Kandace Springs: Soul Eyes review – acoustic move shows a rare ability

Kandace Springs
Sounding like an old soul … Kandace Springs Photograph: Paras Griffin/Getty Images

With a move to Blue Note, a simple acoustic-jazz format, the guiding hand of Madeleine Peyroux and Melody Gardot producer Larry Klein, the 27-year-old Nashville singer-pianist Kandace Springs – a buzz on the wires since 2014 as a soul and R&B-inflected artist, who counted Prince among her fans – is taking a career turn.

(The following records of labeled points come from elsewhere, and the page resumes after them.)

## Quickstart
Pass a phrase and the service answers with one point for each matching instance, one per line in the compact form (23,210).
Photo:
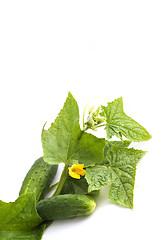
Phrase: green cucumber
(38,178)
(65,206)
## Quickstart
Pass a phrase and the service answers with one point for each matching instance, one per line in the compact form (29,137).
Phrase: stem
(62,181)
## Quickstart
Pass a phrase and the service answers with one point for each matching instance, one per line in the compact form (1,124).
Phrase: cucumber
(38,178)
(65,206)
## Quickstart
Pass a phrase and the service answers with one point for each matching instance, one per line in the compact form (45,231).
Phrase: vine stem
(62,181)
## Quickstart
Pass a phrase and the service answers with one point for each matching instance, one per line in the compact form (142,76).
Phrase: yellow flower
(76,170)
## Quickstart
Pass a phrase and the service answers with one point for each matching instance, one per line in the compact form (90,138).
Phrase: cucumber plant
(90,163)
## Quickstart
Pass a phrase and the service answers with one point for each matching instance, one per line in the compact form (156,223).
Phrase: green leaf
(65,142)
(35,234)
(118,173)
(109,144)
(122,173)
(118,123)
(20,215)
(89,150)
(97,177)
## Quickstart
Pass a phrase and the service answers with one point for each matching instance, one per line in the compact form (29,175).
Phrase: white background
(93,49)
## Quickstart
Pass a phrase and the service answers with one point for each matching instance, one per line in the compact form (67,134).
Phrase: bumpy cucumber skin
(65,206)
(38,178)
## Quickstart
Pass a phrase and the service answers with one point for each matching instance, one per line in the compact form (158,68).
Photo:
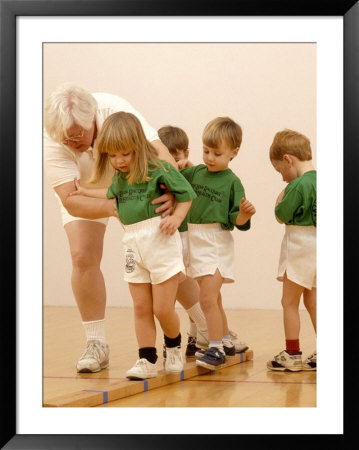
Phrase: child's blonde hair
(123,132)
(174,138)
(222,129)
(291,143)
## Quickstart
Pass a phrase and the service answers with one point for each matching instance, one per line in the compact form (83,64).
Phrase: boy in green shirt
(296,207)
(220,206)
(177,142)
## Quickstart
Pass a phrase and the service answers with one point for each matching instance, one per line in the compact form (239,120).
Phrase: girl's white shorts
(151,256)
(210,248)
(298,255)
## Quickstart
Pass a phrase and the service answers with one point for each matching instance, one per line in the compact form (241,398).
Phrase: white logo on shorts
(130,261)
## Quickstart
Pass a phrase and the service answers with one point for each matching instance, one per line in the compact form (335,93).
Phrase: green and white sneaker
(310,364)
(94,358)
(141,370)
(286,362)
(174,360)
(239,345)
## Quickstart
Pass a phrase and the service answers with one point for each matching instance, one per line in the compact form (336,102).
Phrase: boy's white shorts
(151,256)
(298,255)
(210,248)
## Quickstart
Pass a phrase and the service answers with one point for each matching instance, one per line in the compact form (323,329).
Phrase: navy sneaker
(191,347)
(229,351)
(212,358)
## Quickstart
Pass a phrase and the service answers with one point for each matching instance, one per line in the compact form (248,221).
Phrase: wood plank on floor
(126,388)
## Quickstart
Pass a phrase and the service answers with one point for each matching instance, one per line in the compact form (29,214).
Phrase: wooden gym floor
(245,383)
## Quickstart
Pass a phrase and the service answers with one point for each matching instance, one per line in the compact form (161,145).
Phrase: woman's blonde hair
(291,143)
(68,104)
(123,132)
(222,129)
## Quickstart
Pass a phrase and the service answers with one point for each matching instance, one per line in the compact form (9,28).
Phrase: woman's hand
(79,190)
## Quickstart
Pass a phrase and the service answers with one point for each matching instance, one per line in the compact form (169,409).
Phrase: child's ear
(235,152)
(288,159)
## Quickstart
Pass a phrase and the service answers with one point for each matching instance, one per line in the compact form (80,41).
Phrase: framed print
(29,30)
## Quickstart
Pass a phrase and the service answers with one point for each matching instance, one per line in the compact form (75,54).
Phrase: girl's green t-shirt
(299,203)
(134,200)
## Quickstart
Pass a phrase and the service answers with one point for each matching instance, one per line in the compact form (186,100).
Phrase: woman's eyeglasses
(73,139)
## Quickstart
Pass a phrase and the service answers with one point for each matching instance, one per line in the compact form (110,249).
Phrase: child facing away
(153,248)
(177,142)
(296,207)
(220,206)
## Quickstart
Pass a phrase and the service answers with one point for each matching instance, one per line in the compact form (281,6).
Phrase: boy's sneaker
(94,358)
(191,347)
(229,351)
(286,362)
(174,360)
(141,370)
(212,358)
(240,346)
(310,363)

The title track is a classic by the late Mal Waldron – a one-time Billie Holiday pianist – and Springs’s version balances Holiday’s arching long-note turns with sparingly scattered R&B inflections, as Terence Blanchard’s sumptuous trumpet-fills glide around her. The pop-anthemic Place to Hide got the crowd singing on Springs’s recent appearance at the Love Supreme festival, and War’s funky The World Is a Ghetto quickens the album’s mostly languid tempo and sharpens its edge. A generic, dinner-jazzy quality tugs at this music at times, but as Springs’s own delicate jazz-ballad Rain Falling confirms, she has a rare ability that can’t be taught – to sound like an old soul, just doing what comes naturally.